Basque music bands have previously experienced difficulties in some areas of Spain for political reasons; the Soziedad Alkoholika and Su ta Gar bands, for example, have been on the receiving end of violations on the right to freedom of expression.

The venue for today’s concert was due to be the Municipal Sports Centre of Malaga, which bears the name of the former Popular Party city councillor Jose Maria Martin Carpena (killed by ETA [the armed pro-Basque independence organisation] in the summer of 2000). Daniel Portero, the spokesperson for the AVT, declared last weekend that if Muguruza performed right there, it would “destroy the dignity of one of the victims of terrorism,” and the two concerts have been cancelled as a result of these declarations.

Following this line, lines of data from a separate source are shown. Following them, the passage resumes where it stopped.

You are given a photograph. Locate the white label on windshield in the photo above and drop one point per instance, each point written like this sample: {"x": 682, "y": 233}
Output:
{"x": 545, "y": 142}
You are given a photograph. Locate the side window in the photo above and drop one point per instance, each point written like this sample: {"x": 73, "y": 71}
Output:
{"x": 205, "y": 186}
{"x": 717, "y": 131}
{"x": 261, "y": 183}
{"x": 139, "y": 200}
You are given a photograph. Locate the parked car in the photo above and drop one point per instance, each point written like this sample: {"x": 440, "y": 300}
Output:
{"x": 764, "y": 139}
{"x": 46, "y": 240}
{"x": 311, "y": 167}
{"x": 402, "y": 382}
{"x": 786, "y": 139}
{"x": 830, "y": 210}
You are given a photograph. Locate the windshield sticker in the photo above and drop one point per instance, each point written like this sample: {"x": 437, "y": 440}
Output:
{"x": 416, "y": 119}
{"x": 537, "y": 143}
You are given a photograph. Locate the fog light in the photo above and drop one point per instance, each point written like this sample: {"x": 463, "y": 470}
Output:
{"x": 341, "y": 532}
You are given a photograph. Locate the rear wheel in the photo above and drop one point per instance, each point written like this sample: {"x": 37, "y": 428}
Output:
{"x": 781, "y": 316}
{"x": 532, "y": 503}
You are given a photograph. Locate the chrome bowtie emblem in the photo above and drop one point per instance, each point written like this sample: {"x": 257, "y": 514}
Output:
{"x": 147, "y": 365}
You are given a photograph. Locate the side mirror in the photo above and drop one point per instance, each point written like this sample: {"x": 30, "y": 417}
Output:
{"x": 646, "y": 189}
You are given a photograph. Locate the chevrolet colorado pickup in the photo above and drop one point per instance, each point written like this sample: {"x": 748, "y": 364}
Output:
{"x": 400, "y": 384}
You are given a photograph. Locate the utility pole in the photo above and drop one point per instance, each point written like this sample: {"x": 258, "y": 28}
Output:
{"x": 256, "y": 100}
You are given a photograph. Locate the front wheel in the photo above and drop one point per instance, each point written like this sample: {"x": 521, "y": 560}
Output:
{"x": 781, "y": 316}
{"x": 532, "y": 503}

Malaga City Council recommended to the organisers that the concert should be held “at a more appropriate venue”; nevertheless, they had decided to call it off “to avoid trouble,” according to the coordinator Alfredo Guerisoli. And in Murcia, as soon as Antonio Gonzalez Barnes, municipal councillor responsible for the city’s fiestas, had heard the AVT declarations about Muguruza, he said that under no circumstances would he agree to a “known militant of Batasuna [the outlawed, left-wing Basque nationalist party]” performing at a venue belonging to the city council.